I received your letter this morning. I am very sorry Uncle Mundy <1> has not yet returned. I have sent Mr Nesbitts <2> letter to you ( enclosed to my Mothers <3> at Lacock. I have no doubt I shall leave Mr Prichard <4> at the period which the articles specify, and I wish to give him the longest notice I can which I will do by letter from Lacock or elsewhere. I am very glad you made the provisions which you did in the articles.

I have questioned Mr P’s clerk as to what is to be learned further in the office and he says cannot mention anything else. Knowing how architectural drawings are made all that is required further is practise. knowledge of construction to be picked up how it can. and designing to be picked up much in the same manner. how to lea practise drawing & pick up learn these subject [sic] there is no necessity to be in an office at all.

According to this clerk there would be nothing else to be learned in a London office. He may not be right perhaps in that respect.

But I believe that it is a fact that a person wishing to learn scientific construction cannot in general learn it from an architect. And taste and artistic treatment are not what I want to learn but actual practical knowledge of building.

I very much doubt therefore the advisablitiy of going into a London architect office, but what I propose to do is to make my headquarters in London, and travel about as far as my funds will allow, to sketch & measure buildings, and draw them out for study. To study construction by inspecting old buildings, and those in course of erection now, and also by reading treatises papers &c which one can obtain in London, and laying the foundation of an architectural library.

There are some things which Mr P’s clerk did not mention which should be known such as how to take out quantities of material, & make an estimate but I suspect that they may be learned quickly.

The sort of practise which I have mentioned is acknowledged to be very necessary, & yet I believe it is generally neglected by architects.

At any rate if I have anything to do with an architects office for the future, I will not be articled. If I want instruction from an architect I will get it without any such agreement or not at all.

I cannot see the good of the articles. If you find that you are learning nothing you are obliged to put up with it till the end of the time specified.

Now I can not see that I can can hardly name any single thing that Mr Prichard has taught me.

I find that he knows nothing about such a common rule in geometry as Euclids method of describing a circle through 3 points.

Sir Christopher Wren, <5> and architects at one time were well up in mathematics and construction.
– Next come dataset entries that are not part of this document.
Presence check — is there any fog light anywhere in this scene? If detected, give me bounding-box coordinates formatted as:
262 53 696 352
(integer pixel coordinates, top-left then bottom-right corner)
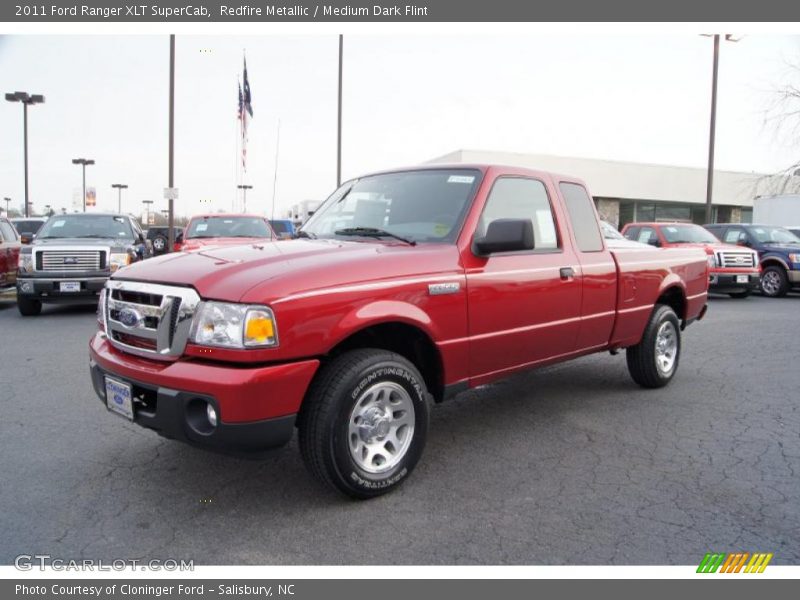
206 402 217 427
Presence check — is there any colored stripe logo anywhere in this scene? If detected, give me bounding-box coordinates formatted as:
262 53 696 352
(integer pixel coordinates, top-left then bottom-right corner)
697 552 773 573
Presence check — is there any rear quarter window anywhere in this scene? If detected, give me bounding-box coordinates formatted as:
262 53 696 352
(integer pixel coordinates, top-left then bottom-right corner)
558 182 603 252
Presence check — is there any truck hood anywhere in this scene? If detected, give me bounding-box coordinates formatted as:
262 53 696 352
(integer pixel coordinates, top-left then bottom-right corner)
113 239 458 302
30 237 133 248
761 242 800 252
182 237 270 251
672 242 750 254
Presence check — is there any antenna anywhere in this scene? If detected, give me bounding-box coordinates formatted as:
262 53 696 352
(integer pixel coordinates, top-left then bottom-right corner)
270 119 281 220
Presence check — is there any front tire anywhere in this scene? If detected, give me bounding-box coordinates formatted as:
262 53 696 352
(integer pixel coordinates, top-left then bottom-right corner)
761 265 789 298
298 349 429 499
17 296 42 317
626 304 681 388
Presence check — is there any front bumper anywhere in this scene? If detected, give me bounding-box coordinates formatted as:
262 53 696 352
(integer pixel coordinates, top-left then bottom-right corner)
708 271 761 293
89 332 319 456
17 274 109 303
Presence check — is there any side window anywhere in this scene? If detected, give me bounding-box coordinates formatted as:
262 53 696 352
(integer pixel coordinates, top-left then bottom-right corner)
624 227 641 241
722 227 744 244
558 183 603 252
478 177 559 250
636 227 658 246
Whereas the architects of the present day seem to study nothing but appearance and the the ornamental arrangement of a building without having much of the instruction on which the ornamentation ought to depend.

They talk a great deal about the science of the middle ages though they do not know anything of the science of those days, & though the science of those days was by no means equal to the science of the present time.
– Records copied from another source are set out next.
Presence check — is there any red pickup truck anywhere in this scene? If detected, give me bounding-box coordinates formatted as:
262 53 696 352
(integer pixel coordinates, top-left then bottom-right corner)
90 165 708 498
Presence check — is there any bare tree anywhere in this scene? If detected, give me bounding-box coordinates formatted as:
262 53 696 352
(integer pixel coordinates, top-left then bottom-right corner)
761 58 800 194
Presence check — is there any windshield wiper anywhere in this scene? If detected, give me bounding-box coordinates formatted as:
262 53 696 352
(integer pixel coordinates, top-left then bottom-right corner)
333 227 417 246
Yet I should think the old masons knew how to describe a circle thought 3 points. I have learned a good deal about construction since I have been here chiefly from books. If I ask Mr Prichard about a point, not only can he throw li no light upon it, but he will deny the statements of modern writers right and left, & say that the mediæval builders must have known best what they were about.

I believe that what I propose is the best plan of becoming thoroughly acquainted with the subject. The expense of paying a London architect for a doubtful advantage is saved.

I know I can learn from books and from personal observation or calculation, and that things so learned are hardly forgotten, particularly as I make notes of everything, & keep them in a book.

I have not succeeded in finding yet a writer who gives an intelligible account of the construction of a Gothic wooden roof. I do not think many of the writers have at all a clear idea of the subject.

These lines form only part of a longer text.